Las ruinas del castillo sobre unas peñas dominan el paisaje río abajo. El
pueblo, con su plaza ajardinada y su histórica fortaleza que en mala hora
arruinó el rayo el día de San Bartolomé de un año ya lejano, va quedando atrás,
mostrando al caminante que se aleja la elegancia de sus viviendas más antiguas
y los arcos de la iglesia allá en lo alto. Como fondo, el cerro de las Casas y
el llano de la Cueva ,
bajo un cielo que tiñe de azul en las primeras charcas el agua del río, el Mesa
adulto ya que adivina, no lejos de allí, las chorreras de Algar sobre las que
ya se asoma.
Algar
de Mesa figura en los archivos de mi memoria como uno de los pueblos más bellos
de toda la tierra molinesa. Imagínense al pequeño caserío, a manera de
anfiteatro, colgado en escalón sobre la profunda vega o barranquera en la que
ruge el agua al despeñarse, de una en
una, en las cascadas que dibuja el cauce del río al pasar. A veces, los
ancianos del pueblo, cuando la ley lo permite, bajan hasta las praderillas que
hay al lado del río y tiran el anzuelo de sus cañas en la espuma corriente que
se forma al pie de las chorreras. Las truchas pican alguna vez y los pescadores
se dan por bien pagados. El pueblo, Algar, acostumbrado al continuo soniquete
de las aguas, se alza sobre la orilla izquierda, con la torre parroquial de su iglesia
de Santo Domingo por enseña y las casas de los vecinos a un lado y a otro.

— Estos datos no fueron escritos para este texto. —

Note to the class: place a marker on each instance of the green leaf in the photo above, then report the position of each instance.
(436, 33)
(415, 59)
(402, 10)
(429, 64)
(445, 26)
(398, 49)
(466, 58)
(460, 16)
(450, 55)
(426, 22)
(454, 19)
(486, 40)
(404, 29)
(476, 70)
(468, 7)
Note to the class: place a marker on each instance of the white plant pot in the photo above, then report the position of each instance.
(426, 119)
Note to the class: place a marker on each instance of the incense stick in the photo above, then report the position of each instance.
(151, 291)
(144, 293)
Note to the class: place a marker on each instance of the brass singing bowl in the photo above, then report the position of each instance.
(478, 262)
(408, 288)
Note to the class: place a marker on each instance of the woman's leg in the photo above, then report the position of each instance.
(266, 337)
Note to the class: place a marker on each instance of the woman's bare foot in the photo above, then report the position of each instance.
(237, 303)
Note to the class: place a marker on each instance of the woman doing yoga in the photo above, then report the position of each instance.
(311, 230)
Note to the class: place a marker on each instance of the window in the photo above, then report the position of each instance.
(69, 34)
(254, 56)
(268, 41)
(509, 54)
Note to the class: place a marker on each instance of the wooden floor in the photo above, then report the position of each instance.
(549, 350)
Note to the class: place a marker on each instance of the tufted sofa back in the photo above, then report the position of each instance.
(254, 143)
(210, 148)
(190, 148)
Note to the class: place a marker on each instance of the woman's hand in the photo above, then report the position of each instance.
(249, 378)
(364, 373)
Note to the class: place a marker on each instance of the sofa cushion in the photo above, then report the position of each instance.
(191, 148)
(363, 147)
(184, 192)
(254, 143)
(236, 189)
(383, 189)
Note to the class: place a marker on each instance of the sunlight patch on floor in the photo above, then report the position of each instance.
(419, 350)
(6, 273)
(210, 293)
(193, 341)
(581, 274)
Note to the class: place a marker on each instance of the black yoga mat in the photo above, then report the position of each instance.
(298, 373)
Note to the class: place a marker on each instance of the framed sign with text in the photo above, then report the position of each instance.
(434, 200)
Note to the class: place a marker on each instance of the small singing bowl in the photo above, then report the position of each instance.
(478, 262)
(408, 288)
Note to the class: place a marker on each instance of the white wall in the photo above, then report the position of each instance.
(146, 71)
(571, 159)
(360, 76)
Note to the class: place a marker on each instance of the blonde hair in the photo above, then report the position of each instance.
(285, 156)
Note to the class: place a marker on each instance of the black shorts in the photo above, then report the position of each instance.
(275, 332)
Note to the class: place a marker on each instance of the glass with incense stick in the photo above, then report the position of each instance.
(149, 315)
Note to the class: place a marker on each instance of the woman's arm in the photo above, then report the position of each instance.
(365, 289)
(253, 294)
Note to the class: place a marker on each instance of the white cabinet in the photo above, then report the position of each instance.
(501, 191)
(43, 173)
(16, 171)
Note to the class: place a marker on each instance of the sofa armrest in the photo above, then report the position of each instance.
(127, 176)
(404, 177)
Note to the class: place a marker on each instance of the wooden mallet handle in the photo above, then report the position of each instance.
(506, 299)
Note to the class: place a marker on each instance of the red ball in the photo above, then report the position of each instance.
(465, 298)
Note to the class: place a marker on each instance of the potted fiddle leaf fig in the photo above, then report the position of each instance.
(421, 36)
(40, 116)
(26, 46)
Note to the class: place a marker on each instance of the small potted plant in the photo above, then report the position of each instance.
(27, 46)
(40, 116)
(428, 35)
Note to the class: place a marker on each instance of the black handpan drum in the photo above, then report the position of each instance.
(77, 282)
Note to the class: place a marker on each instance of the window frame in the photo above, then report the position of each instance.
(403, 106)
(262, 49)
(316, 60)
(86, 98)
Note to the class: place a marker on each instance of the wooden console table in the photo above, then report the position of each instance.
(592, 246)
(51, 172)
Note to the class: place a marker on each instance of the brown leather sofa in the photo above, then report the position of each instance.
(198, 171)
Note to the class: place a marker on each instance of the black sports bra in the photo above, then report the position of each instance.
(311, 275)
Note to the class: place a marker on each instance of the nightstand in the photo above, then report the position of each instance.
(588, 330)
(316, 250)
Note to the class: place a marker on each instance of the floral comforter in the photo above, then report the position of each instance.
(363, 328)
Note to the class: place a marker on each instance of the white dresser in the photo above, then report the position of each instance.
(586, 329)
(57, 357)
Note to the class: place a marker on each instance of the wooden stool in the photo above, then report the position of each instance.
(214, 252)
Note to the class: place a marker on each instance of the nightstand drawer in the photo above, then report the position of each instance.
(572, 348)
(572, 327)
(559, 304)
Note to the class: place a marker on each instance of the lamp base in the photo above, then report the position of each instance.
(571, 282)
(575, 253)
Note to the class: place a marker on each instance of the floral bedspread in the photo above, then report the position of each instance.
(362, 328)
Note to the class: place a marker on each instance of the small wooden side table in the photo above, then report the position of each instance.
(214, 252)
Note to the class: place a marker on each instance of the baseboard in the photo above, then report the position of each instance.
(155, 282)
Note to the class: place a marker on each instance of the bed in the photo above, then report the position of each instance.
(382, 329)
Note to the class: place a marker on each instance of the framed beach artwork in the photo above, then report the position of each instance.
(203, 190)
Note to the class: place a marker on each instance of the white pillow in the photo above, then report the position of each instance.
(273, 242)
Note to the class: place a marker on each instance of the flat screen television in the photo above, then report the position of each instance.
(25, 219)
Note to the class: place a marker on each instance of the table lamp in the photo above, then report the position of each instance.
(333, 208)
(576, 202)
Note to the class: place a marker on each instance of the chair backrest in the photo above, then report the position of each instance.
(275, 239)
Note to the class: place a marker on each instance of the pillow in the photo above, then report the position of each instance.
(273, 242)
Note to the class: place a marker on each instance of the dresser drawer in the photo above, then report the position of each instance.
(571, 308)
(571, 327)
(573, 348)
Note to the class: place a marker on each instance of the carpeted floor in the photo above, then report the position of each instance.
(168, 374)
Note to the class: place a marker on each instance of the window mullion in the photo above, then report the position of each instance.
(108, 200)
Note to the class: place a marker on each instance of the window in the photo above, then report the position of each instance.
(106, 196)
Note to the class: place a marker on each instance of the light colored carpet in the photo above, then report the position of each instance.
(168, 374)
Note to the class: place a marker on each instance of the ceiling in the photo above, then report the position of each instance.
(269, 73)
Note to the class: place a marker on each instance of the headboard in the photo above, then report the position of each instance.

Aguas abajo, siempre a la vera del río, la ermita patronal de la Virgen de los Albares,
solitaria y silenciosa, con algún ramito de flores secas atado al ventanillo,
marca el punto final de nuestro recorrido en este día, porque la provincia de
Guadalajara acaba allí y preferimos ser respetuosos con lo que no es nuestro.
El
Mesa, que no entiende de límites ni de fronteras, sigue abriéndose camino por
tierras de Aragón creando paisajes nuevos: Calmarza, Jaraba, el embalse de la Tranquera donde se une
al Piedra (otro de nuestros ríos, al menos en su origen) en un cauce común,
para concluir entregando sus aguas y su nombre al Jalón muy cerca de la villa
de Ateca.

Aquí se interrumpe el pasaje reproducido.